Baca artikel IDN Times lainnya di IDN App
For
You

Cerita di Balik Layar Film Monster, Dibuat Unik dengan Minim Dialog!

Cerita di Balik Layar Film Monster, Dibuat Unik dengan Minim Dialog!
Film Monster (dok. Netflix Indonesia)

Jakarta, IDN Times - Rako Prijanto selaku sutradara dan Frederica selaku produser film thriller Indonesia, Monster, menceritakan proses di balik layar pembuatannya. Fakta-fakta ini diungkapkan dalam roundtable interview bersama pada 3 Mei 2024 kemarin.

Mereka membeberkan proses pembuatan film Monster yang tanpa dialog, hingga persiapan grafik emosi untuk kru dan pemain. Berikut cerita selengkapnya.
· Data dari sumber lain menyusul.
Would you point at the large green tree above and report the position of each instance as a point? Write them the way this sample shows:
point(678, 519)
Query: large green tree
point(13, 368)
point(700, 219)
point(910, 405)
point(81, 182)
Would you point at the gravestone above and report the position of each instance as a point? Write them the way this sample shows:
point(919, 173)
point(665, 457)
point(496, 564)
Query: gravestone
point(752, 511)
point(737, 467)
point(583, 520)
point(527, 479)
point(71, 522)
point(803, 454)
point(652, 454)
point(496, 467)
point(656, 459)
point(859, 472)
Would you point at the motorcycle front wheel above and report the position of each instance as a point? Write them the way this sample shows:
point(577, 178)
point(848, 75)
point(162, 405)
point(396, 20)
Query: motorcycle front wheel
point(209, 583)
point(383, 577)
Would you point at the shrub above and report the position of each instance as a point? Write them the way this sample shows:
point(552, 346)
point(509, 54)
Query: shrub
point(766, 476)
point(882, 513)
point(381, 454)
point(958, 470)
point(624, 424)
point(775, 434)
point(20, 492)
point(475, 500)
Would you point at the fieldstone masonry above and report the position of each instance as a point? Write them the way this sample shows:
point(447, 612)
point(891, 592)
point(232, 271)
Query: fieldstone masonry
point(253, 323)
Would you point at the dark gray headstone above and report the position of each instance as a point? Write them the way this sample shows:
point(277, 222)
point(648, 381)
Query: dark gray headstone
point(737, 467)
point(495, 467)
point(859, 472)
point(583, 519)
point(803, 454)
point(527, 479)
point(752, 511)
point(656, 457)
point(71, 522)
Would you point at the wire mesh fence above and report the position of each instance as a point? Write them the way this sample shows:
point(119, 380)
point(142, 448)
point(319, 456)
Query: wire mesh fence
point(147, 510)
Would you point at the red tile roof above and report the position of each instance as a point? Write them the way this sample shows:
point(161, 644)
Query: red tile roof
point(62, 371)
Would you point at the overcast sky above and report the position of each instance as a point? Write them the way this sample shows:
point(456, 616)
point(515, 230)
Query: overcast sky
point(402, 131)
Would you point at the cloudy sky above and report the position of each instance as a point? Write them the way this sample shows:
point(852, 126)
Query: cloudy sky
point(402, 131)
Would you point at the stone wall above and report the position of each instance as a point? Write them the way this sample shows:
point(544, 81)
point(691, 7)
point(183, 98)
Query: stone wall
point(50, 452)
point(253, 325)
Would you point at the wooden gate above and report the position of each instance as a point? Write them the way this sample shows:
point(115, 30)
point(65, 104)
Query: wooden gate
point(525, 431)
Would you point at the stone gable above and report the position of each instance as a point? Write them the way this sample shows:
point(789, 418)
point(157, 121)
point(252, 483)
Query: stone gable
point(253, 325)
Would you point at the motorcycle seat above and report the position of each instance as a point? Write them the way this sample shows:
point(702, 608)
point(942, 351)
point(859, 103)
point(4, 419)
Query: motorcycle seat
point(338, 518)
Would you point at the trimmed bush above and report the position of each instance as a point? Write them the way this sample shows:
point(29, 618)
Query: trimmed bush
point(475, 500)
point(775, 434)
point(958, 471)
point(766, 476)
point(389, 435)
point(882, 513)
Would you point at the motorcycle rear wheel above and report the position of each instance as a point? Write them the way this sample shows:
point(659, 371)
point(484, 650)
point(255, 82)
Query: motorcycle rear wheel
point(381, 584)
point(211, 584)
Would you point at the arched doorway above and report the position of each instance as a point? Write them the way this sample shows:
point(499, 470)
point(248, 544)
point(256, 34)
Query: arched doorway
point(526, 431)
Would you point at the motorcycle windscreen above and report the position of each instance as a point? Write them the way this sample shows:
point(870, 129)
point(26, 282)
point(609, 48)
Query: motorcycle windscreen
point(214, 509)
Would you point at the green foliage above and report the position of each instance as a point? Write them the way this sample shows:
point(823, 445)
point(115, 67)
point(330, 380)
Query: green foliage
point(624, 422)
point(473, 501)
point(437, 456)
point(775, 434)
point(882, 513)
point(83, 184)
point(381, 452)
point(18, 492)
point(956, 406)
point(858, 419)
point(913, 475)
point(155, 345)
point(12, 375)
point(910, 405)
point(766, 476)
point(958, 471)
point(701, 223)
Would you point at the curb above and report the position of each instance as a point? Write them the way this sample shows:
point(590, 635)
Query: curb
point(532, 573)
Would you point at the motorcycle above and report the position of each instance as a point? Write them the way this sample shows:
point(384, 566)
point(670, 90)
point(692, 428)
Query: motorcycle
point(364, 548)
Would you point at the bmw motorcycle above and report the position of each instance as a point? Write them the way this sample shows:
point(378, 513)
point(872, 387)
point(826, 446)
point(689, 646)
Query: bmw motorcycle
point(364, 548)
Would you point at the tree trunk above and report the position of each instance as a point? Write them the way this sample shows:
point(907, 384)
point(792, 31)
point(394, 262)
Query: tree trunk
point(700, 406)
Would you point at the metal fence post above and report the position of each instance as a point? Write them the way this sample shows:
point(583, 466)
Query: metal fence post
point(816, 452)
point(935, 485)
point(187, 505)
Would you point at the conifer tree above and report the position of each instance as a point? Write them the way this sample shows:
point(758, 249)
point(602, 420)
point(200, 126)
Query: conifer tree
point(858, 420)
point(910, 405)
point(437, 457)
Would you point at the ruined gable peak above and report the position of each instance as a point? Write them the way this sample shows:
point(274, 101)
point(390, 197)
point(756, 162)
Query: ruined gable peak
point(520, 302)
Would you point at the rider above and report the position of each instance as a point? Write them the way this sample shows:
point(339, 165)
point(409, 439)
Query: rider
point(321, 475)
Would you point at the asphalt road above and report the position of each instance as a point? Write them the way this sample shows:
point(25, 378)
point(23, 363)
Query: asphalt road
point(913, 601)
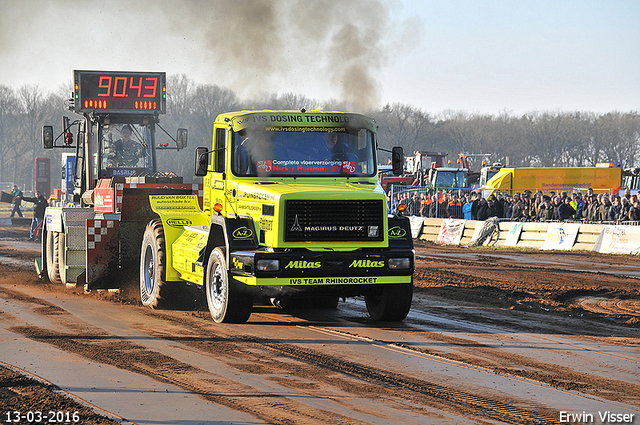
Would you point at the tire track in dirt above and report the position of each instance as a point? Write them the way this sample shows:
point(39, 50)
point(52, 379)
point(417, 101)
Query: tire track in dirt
point(263, 356)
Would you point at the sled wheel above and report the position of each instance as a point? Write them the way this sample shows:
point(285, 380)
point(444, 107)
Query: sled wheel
point(153, 266)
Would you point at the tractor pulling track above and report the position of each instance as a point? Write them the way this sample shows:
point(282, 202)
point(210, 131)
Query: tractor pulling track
point(493, 337)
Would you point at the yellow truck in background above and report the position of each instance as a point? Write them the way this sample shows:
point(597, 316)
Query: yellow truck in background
point(601, 178)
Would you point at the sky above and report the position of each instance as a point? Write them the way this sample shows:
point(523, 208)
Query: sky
point(480, 56)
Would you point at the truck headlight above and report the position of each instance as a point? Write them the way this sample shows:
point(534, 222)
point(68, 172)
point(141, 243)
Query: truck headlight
point(268, 265)
point(399, 263)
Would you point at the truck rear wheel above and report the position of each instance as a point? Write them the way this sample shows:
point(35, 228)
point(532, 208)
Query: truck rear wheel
point(52, 254)
point(389, 302)
point(152, 265)
point(225, 298)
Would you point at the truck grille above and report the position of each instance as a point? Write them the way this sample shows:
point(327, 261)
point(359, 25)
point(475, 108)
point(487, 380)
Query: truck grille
point(333, 220)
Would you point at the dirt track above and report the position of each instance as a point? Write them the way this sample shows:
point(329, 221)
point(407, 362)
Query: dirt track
point(510, 322)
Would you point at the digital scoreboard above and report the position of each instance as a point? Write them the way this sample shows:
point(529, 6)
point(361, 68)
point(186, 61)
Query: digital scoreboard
point(120, 92)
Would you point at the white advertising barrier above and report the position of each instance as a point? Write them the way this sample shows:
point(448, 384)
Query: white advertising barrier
point(561, 236)
point(450, 232)
point(416, 224)
point(514, 234)
point(618, 240)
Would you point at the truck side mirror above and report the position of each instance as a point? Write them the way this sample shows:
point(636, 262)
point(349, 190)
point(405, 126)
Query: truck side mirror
point(202, 161)
point(181, 138)
point(47, 136)
point(397, 159)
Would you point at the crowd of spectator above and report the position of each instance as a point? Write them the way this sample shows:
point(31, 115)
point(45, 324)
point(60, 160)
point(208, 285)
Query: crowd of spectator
point(525, 206)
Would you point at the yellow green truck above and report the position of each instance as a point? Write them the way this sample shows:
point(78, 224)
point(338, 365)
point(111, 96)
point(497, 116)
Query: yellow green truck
point(292, 214)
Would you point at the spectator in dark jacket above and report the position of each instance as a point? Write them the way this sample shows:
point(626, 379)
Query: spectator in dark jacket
point(565, 210)
point(634, 212)
point(40, 205)
point(545, 213)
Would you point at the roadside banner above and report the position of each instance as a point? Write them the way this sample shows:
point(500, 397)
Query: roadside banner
point(514, 234)
point(618, 240)
point(450, 232)
point(561, 236)
point(416, 226)
point(477, 232)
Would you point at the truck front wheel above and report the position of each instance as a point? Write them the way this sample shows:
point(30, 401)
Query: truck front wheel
point(389, 302)
point(226, 300)
point(152, 265)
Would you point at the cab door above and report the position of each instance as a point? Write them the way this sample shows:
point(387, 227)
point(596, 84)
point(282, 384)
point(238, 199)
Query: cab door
point(214, 182)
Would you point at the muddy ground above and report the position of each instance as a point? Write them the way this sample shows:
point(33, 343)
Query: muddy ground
point(532, 281)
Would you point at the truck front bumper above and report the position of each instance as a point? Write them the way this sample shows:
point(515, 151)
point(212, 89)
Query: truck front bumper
point(371, 267)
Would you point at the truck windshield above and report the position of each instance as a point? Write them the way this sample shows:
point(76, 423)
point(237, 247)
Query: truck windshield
point(299, 153)
point(451, 179)
point(125, 149)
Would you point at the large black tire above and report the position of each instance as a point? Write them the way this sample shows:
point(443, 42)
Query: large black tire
point(153, 266)
point(389, 303)
point(227, 301)
point(52, 257)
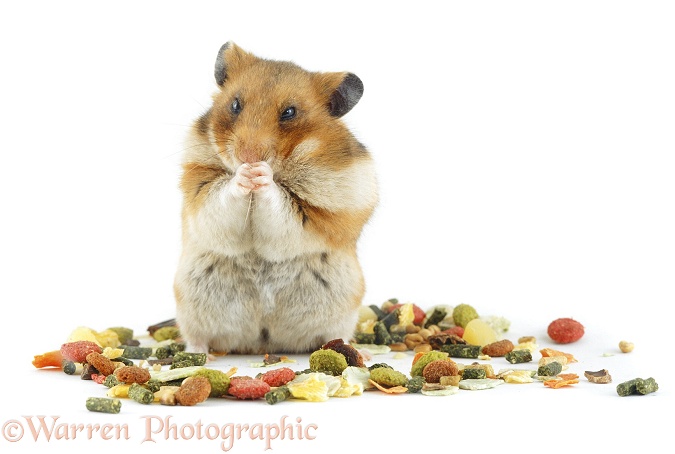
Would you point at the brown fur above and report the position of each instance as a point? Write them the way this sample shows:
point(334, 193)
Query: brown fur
point(285, 253)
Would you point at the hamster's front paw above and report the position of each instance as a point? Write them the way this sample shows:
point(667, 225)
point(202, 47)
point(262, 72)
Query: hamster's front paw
point(256, 177)
point(262, 176)
point(241, 183)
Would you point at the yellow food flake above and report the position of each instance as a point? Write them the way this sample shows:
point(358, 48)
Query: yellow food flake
point(406, 314)
point(518, 376)
point(312, 389)
point(119, 391)
point(346, 389)
point(547, 352)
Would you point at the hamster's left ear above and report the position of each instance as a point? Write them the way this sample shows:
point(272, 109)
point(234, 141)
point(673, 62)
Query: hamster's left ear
point(230, 57)
point(342, 90)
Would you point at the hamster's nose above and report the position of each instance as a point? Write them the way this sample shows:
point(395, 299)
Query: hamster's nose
point(249, 155)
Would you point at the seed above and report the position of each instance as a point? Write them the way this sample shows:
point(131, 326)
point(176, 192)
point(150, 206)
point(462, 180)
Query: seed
point(103, 405)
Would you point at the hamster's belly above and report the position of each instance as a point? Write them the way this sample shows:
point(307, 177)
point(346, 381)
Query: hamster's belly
point(245, 304)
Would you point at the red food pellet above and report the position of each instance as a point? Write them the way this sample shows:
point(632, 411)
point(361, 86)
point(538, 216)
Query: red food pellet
point(248, 388)
point(456, 330)
point(565, 330)
point(98, 378)
point(278, 377)
point(77, 351)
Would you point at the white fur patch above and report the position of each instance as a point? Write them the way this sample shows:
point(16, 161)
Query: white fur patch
point(306, 147)
point(354, 188)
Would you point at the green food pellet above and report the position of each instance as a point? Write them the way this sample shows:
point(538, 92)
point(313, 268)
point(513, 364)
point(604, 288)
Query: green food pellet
point(420, 364)
point(637, 386)
point(436, 317)
point(415, 384)
point(388, 377)
point(647, 386)
point(166, 333)
point(518, 356)
point(162, 352)
point(137, 352)
point(141, 394)
point(549, 370)
point(461, 350)
point(473, 373)
point(197, 359)
point(153, 385)
point(181, 364)
point(277, 395)
point(103, 404)
point(328, 361)
point(176, 347)
point(382, 336)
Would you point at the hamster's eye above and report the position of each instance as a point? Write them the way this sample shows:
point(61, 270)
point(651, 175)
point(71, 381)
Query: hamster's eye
point(235, 107)
point(288, 114)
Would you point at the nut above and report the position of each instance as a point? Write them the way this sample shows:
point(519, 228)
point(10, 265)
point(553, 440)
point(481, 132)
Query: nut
point(626, 347)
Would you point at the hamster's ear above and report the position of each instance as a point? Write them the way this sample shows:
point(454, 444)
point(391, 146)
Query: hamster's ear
point(343, 91)
point(229, 57)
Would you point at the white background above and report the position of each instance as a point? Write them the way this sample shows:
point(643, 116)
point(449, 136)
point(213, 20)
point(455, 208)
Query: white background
point(525, 158)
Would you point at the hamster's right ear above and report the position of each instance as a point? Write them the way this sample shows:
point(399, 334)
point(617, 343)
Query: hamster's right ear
point(229, 57)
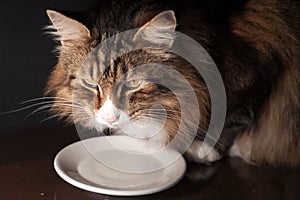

1. Alasan film Monser dibuat tanpa dialog

Film Monster (dok. Netflix Indonesia)
Film Monster (dok. Netflix Indonesia)

Rako melihat film Monster sebagai adaptasi dari The Boy Behind the Door, yang lebih menarik dibuat dengan minim dialog. Hal tersebut menjadi keunikan dan pembeda  film Monster dari The Boy Behind the Door.

"Memang kita merasanya itu lebih menarik dan lebih baik tanpa dialog sih. Untuk cara komunikasi dan tuturnya di film ini dengan film yang komunikasinya non-verbal tuh kayaknya juga jadi suatu hal yang unik menurut saya untuk selling pointnya gitu. Beda dari yang lain gitu," ucapnya.

Selain ingin menjadi pembeda, Rako merasa dialog demi dialog sudah digambarkan dari visual ekspresi para pemain. Sehingga, ia menambahkan audio untuk sound effect saja.

"Dan mungkin juga  karena film itu kan bahasa audio visual gitu, jadi kalau udah secara visualnya gitu saya rasa audio udah gak diperlukan lagi. Audio dibutuhkan hanya untuk atmosfer, sound effect dan lain-lainnya," tambah Rako.

2. ⁠Minim dialog, sutradara buat grafik emosi untuk pemain dan kru

Film Monster (dok. Netflix Indonesia)
Film Monster (dok. Netflix Indonesia)

Membuat film dengan minim dialog, Rako sebagai sutradara menggambarkan grafik emosi untuk pemain dan kru. Ia mendesain shot demi shot hingga blocking.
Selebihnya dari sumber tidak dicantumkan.